3. TELE-CALLING A PROSPECT (A PROSPECTIVE CUSTOMER)

 

  • 3.1 A prospect is to be contacted for sourcing a bank product or a bank related product only under the following circumstances:

    • 3.1.1 When prospect has expressed a desire to acquire a product through the bank’s internet site/call centre /Branch or through the Relationship Manager at the bank or has been referred to by another prospect/customer or is an existing customer of the bank who has given consent for accepting calls on other products of the bank.

    • 3.1.2 When the prospect’s name/telephone no/address is available & has been taken from one of the Lists/directories databases approved by the Channel Partner Manager/Team leader, after taking his/her consent. The TME should not call a person whose name/number is flagged in any “do not disturb” list made available to him/her

 

4. WHEN YOU MAY CONTACT A PROSPECT ON TELEPHONE

 

Telephonic contact must normally be limited between 0930 Hrs and 1900 Hrs. However, it may be ensured that a prospect is contacted only when the call is not expected to inconvenience him/her. Calls earlier or later than the prescribed time period may be placed only under the following conditions:

4.1 When the prospect has expressly authorized TME/BDE to do so either in writing or orally.

 

5. CAN THE PROSPECT’S INTEREST BE DISCUSSED WITH ANYBODY ELSE?

 

Channel Partner should respect a prospect’s privacy. The prospect’s interest may normally be discussed only with the prospect and any other individual/family member such as prospect’s accountant/secretary/spouse, authorized by the prospect.

 

6. LEAVING MESSAGES AND CONTACTING PERSONS OTHER THAN THE PROSPECT.

 

  • 6.1 Calls must first be placed to the prospect. In the even the prospect is not available; a message may be left for him/her. The aim of the message should be to get the prospect to return the call or to check for a convenient time to call again. Ordinarily, such messages may be restricted to:

    6.1.1 “Pleaseleaveamessagethat(Nameofofficer)representingIDFCFIRSTBankLimitedcalledandrequestedtocallbackat (phone number)”. As a general rule, the message must indicate:


    (a) That the purpose of the call is regarding selling or distributing a bank product of the Bank

 

7. NO MISLEADING STATEMENTS/MISREPRESENTATIONS PERMITTED

 

  • TME/BDE should not-
    • 7.1.1 Mislead the prospect on any service/product offered.

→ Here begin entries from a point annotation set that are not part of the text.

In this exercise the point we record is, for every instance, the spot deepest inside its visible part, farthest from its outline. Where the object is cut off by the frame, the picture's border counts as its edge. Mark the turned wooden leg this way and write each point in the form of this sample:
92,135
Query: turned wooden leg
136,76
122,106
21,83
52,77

    • 7.1.2 Mislead the prospect about their business or organization’s name, or falsely represent themselves.

    • 7.1.3 Make any false/unauthorized commitment on behalf of Bank for any facility/service.

 

8. TELEMARKETING ETIQUETTES

 

  • 8.1 Pre Call

    • 8.1.1 No calls prior to 0930 Hrs or post 1900 Hrs unless specifically requested.

    • 8.1.2 No serial dialing

    • 8.1.3 No calling on lists unless list is cleared by a team leader

  • 8.2 During Call

    • 8.2.1 Identify yourself, your company and your principal Request permission to proceed

    • 8.2.2 No serial dialing

    • 8.2.3 No calling on lists unless list is cleared by a team leader

    • 8.2.4 To the extent possible, talk in the language which is most comfortable to the prospect Keep the conversation limited to business matters

    • 8.2.5 Check for understanding of “Most Important Terms and Conditions” by the customer if he plans to buy the product

    • 8.2.6 Reconfirm next call or next visit details

    • 8.2.7 Provide your telephone no, your supervisor’s name or your bank officer contact details if asked for bythe customer.

    • 8.2.8 Thank the customer for his/her time

  • 8.3 Post Call

    • 8.3.1 Customers who have expressed their lack of interest for the offering should not be called for the next 3 months with the same offer

    • 8.3.2 Provide feedback to the bank on customers who have expressed their desire to be flagged “Do Not Disturb”

    • 8.3.3 Never call or entertain calls from customers regarding products already sold. Advise them to contact the Customer Service Staff of the bank.